Court gives directions for Tallio murder appeal

Phillip James Tallio as a teenager in the early 1980s. The latest step in his appeal of his conviction for murdering a child in Bella Coola 35 years ago came on Wednesday with the B.C. Court of Appeal issuing directions.


The B.C. Court of Appeal has issued directions on how the appeal of a man convicted in the murder of a child 35 years ago is to proceed.

In November 1983, Philip James Tallio pleaded guilty to the second-degree murder of the 22-month old girl in Bella Coola and received a life sentence with no parole eligibility for 10 years. He remains in prison but maintains his innocence.

Last year, the B.C. Court of Appeal granted Tallio an extension of deadline to file an appeal of his conviction. The appeal involves an application by the accused to withdraw his guilty plea.

The move came after samples taken during the victim’s autopsy were discovered at B.C. Children’s Hospital in Vancouver in 2011. At the request of UBC’s Innocence Project, the RCMP sent some of those samples for DNA testing.

In March, Tallio was granted permission by the court for further DNA testing, the results of which are expected to be an issue during the appeal.

In addition, Tallio is alleging that his lawyer didn’t give him proper advice, in particular regarding an alleged incriminating statement he made to a psychiatrist. Tallio says he never gave a statement to the psychiatrist.

Tallio is also arguing that at the time of the guilty plea, his cognitive capacity was such that he didn’t understand what was happening.

The accused is expected to rely on more than 50 affidavits, including affidavits from himself and a former police officer who is critical of the police investigation.

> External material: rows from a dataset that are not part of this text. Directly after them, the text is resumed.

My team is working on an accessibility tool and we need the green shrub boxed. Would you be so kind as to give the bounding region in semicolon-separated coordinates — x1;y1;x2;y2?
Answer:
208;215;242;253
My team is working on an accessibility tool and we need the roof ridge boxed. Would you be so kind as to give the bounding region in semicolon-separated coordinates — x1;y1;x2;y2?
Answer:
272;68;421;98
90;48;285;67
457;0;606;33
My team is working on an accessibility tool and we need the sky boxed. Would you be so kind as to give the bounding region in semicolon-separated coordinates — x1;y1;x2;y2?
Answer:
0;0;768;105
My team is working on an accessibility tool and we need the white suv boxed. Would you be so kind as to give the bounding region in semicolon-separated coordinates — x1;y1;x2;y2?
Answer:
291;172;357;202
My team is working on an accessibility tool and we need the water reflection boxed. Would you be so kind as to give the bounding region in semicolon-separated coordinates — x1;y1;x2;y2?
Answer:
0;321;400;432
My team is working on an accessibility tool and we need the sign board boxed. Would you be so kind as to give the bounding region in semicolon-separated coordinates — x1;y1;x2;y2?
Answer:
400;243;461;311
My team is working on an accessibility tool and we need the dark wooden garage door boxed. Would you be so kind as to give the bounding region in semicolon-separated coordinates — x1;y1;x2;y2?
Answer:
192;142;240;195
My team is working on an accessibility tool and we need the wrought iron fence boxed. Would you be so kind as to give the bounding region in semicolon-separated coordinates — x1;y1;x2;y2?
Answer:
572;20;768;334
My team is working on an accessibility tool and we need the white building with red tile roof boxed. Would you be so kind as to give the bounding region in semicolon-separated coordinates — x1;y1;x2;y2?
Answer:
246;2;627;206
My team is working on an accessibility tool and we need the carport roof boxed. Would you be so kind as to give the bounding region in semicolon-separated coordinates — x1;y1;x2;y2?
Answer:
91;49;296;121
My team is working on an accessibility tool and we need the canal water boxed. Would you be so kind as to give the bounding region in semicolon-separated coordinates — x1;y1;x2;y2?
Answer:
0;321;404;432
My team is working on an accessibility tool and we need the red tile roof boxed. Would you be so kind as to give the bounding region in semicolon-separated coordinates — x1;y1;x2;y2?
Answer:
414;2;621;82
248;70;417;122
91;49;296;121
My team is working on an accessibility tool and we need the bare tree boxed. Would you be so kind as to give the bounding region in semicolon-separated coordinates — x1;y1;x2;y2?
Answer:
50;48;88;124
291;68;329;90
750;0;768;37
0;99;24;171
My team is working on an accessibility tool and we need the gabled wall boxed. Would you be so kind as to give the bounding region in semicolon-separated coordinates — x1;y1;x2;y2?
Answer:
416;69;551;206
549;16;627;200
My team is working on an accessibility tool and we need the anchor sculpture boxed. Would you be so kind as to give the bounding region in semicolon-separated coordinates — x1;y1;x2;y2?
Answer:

On Wednesday, the B.C. Court of Appeal gave several directions on how the case is to proceed.

The court said that it was “common ground” that Tallio and the Crown would be seeking to cross-examine a number of people about their affidavits and that the determination of the appeal will likely involve judgments of credibility and reliability.

The directions include that Tallio is to provide the Crown with a “case synopsis” setting out the evidence he intends to rely on.

The Crown will advise Tallio of any objections it has to the admissibility of evidence he relies on and vice versa.